Lack of debt Estonia’s undoing?
Low public debt would usually be a good thing, but it might throw a spanner in the works of Estonia‘s quest to join the euro zone.
The small Baltic country has a stable currency, its deficits and inflation meet European Union rules, and its top policymakers exude confidence the country will adopt the euro next year.
But with government debt below 10 percent of gross domestic product (GDP), Estonia has not needed to issue a benchmark bond — a government bond issued in Estonian kroons for at least 10 years — which it could use to show it has low and stable interest rates, one criteria for euro candidates.
The European Commission has previously said Estonia should not expect any problems from this, and the Estonians hang on to that. “There is no reason to expect the European Commission to change its current interpretation of the interest rate criterion,” the ministry of finance said last month.
But with Greek problems — it had hidden the total extent of its deficits when joining the euro — Estonia is bound to face comprehensive scrutiny.
Deutsche Bank’s Gunter Deuber and Nicolaus Heinen, who see Estonia as a borderline case for qualifying for the euro from the beginning of next year, expect other data to make up for the missing interest rate.
“Uncertainties in the interest rate criterion could be met with an analysis of convergence and long-term sustainability,” they said in a note.
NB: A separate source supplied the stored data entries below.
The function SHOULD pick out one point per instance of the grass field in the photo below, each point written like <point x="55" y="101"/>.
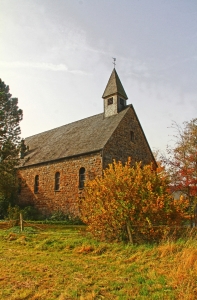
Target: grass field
<point x="63" y="263"/>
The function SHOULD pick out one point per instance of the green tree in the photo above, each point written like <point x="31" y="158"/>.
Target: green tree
<point x="130" y="201"/>
<point x="10" y="117"/>
<point x="182" y="163"/>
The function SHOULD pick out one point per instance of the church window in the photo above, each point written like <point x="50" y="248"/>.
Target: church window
<point x="36" y="184"/>
<point x="57" y="181"/>
<point x="19" y="185"/>
<point x="110" y="101"/>
<point x="121" y="101"/>
<point x="81" y="177"/>
<point x="132" y="136"/>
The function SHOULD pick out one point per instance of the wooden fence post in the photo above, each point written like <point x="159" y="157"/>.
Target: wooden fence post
<point x="21" y="222"/>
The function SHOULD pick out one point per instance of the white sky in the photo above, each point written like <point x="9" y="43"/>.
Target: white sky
<point x="56" y="56"/>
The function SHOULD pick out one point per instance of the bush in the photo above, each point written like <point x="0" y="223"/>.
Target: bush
<point x="130" y="203"/>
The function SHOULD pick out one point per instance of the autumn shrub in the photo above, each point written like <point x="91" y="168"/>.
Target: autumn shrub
<point x="131" y="203"/>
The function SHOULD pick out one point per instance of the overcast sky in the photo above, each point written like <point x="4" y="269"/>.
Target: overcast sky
<point x="56" y="56"/>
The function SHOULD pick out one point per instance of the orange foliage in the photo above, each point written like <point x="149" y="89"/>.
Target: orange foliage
<point x="136" y="196"/>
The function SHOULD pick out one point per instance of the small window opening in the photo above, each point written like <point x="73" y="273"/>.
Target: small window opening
<point x="36" y="184"/>
<point x="110" y="101"/>
<point x="132" y="136"/>
<point x="81" y="177"/>
<point x="19" y="185"/>
<point x="57" y="181"/>
<point x="121" y="101"/>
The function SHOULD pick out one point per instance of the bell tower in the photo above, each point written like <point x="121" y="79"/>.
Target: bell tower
<point x="114" y="96"/>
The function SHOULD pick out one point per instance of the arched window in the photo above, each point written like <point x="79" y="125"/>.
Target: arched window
<point x="36" y="184"/>
<point x="132" y="136"/>
<point x="57" y="181"/>
<point x="81" y="177"/>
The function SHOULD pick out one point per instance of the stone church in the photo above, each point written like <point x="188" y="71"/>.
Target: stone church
<point x="56" y="163"/>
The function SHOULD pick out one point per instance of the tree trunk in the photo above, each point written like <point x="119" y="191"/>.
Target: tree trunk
<point x="21" y="222"/>
<point x="129" y="232"/>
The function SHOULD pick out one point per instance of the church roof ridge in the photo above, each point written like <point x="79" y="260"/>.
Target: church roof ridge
<point x="80" y="137"/>
<point x="114" y="86"/>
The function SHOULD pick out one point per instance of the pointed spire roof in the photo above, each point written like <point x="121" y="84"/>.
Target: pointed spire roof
<point x="114" y="86"/>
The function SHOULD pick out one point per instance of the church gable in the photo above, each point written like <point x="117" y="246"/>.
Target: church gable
<point x="128" y="140"/>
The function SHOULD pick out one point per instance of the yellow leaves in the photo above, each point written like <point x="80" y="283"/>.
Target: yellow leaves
<point x="128" y="193"/>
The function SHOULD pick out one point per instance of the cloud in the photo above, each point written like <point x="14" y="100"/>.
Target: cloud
<point x="42" y="66"/>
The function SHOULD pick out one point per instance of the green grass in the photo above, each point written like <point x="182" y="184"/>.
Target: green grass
<point x="60" y="262"/>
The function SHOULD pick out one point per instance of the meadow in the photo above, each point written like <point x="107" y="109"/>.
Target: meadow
<point x="65" y="263"/>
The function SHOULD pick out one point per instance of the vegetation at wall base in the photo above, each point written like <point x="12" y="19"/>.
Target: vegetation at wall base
<point x="10" y="117"/>
<point x="67" y="264"/>
<point x="130" y="203"/>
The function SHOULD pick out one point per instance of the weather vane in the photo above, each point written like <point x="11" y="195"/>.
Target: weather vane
<point x="114" y="62"/>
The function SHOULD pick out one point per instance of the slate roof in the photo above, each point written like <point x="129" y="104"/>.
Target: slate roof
<point x="80" y="137"/>
<point x="114" y="86"/>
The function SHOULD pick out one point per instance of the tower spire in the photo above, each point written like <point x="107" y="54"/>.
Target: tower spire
<point x="114" y="62"/>
<point x="114" y="96"/>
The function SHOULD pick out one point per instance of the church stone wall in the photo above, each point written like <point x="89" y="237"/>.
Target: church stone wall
<point x="128" y="141"/>
<point x="47" y="200"/>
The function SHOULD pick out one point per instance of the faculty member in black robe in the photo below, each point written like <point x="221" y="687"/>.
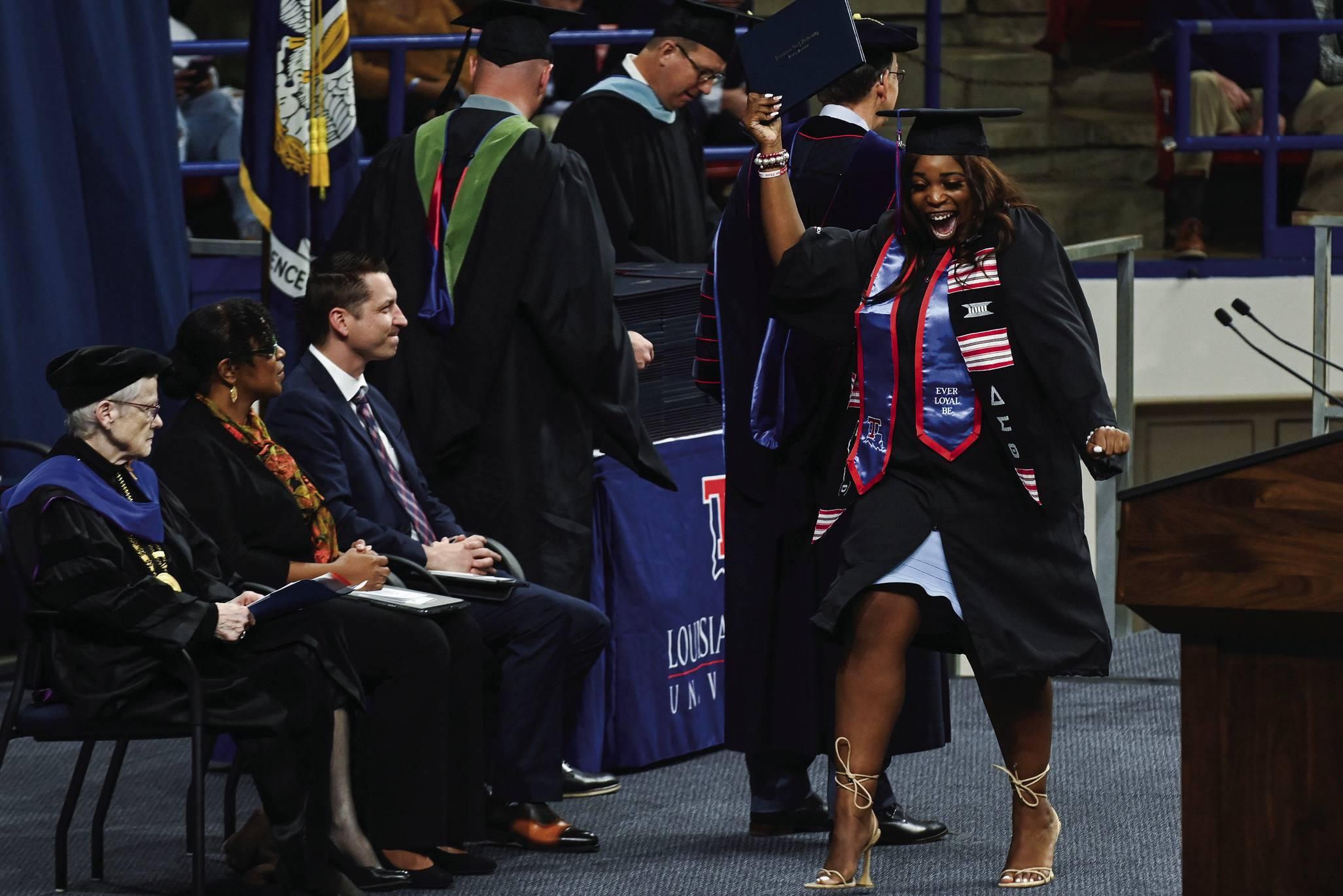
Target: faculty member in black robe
<point x="515" y="364"/>
<point x="132" y="578"/>
<point x="780" y="711"/>
<point x="641" y="145"/>
<point x="966" y="317"/>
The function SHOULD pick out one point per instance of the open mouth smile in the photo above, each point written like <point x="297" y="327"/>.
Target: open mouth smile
<point x="943" y="223"/>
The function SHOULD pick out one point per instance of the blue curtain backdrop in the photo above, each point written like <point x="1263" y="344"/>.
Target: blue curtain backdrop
<point x="92" y="229"/>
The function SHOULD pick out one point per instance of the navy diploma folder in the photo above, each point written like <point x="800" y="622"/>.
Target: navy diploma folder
<point x="801" y="48"/>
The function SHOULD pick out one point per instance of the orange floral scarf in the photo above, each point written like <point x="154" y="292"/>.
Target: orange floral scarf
<point x="281" y="462"/>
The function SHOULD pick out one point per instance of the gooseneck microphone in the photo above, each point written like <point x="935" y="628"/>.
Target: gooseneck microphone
<point x="1225" y="319"/>
<point x="1243" y="308"/>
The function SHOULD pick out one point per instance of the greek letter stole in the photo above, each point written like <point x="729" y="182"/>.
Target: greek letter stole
<point x="965" y="366"/>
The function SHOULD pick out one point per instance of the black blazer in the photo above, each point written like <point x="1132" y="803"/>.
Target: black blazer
<point x="229" y="492"/>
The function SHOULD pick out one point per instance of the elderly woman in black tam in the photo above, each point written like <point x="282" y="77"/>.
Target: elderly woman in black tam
<point x="130" y="573"/>
<point x="977" y="386"/>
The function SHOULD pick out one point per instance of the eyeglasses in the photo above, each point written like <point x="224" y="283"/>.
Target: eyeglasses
<point x="152" y="410"/>
<point x="270" y="351"/>
<point x="706" y="76"/>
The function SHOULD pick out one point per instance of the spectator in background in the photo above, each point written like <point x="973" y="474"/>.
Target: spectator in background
<point x="1227" y="92"/>
<point x="211" y="121"/>
<point x="427" y="71"/>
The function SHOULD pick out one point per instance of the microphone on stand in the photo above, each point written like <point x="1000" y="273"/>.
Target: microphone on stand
<point x="1243" y="308"/>
<point x="1225" y="319"/>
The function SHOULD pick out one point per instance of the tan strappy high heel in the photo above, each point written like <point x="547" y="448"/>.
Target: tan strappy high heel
<point x="853" y="784"/>
<point x="1034" y="876"/>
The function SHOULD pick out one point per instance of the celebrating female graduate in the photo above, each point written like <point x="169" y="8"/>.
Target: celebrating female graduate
<point x="977" y="385"/>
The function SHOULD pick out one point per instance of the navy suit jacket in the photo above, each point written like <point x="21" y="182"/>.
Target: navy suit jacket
<point x="321" y="430"/>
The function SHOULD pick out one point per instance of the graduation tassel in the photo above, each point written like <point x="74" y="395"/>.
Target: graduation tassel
<point x="445" y="100"/>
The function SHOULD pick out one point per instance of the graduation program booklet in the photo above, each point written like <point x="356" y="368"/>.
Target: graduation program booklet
<point x="296" y="595"/>
<point x="491" y="589"/>
<point x="801" y="48"/>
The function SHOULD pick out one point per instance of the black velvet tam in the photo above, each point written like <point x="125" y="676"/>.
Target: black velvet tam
<point x="516" y="31"/>
<point x="880" y="39"/>
<point x="949" y="132"/>
<point x="92" y="374"/>
<point x="714" y="27"/>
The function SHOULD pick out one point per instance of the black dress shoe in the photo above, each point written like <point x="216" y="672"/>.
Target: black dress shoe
<point x="899" y="829"/>
<point x="585" y="784"/>
<point x="370" y="879"/>
<point x="536" y="827"/>
<point x="462" y="863"/>
<point x="810" y="816"/>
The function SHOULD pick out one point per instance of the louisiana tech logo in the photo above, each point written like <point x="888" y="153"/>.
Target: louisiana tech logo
<point x="714" y="491"/>
<point x="873" y="434"/>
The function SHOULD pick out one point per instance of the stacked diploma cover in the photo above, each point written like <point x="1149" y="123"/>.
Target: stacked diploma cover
<point x="661" y="302"/>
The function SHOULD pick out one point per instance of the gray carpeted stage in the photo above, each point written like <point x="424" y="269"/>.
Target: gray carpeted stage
<point x="680" y="829"/>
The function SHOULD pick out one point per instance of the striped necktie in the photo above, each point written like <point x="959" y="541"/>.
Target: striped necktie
<point x="419" y="523"/>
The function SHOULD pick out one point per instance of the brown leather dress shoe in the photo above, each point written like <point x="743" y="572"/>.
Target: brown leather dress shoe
<point x="536" y="827"/>
<point x="1189" y="241"/>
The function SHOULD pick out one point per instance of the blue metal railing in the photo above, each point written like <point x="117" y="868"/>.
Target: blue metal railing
<point x="1279" y="242"/>
<point x="399" y="44"/>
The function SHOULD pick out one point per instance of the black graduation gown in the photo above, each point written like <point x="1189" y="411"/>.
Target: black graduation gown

While they expect that analysis to be positive for Estonia, they also said there could be a close look at measures taken to keep deficits at bay, including record dividends to the state from companies it has an ownership stake in.
Were Estonia successful, this would be no small feat considering no country already using the common currency would qualify to join the bloc this year — public sector deficits are on track to exceed the 3 percent limit in every single euro zone country, European Commission estimates show.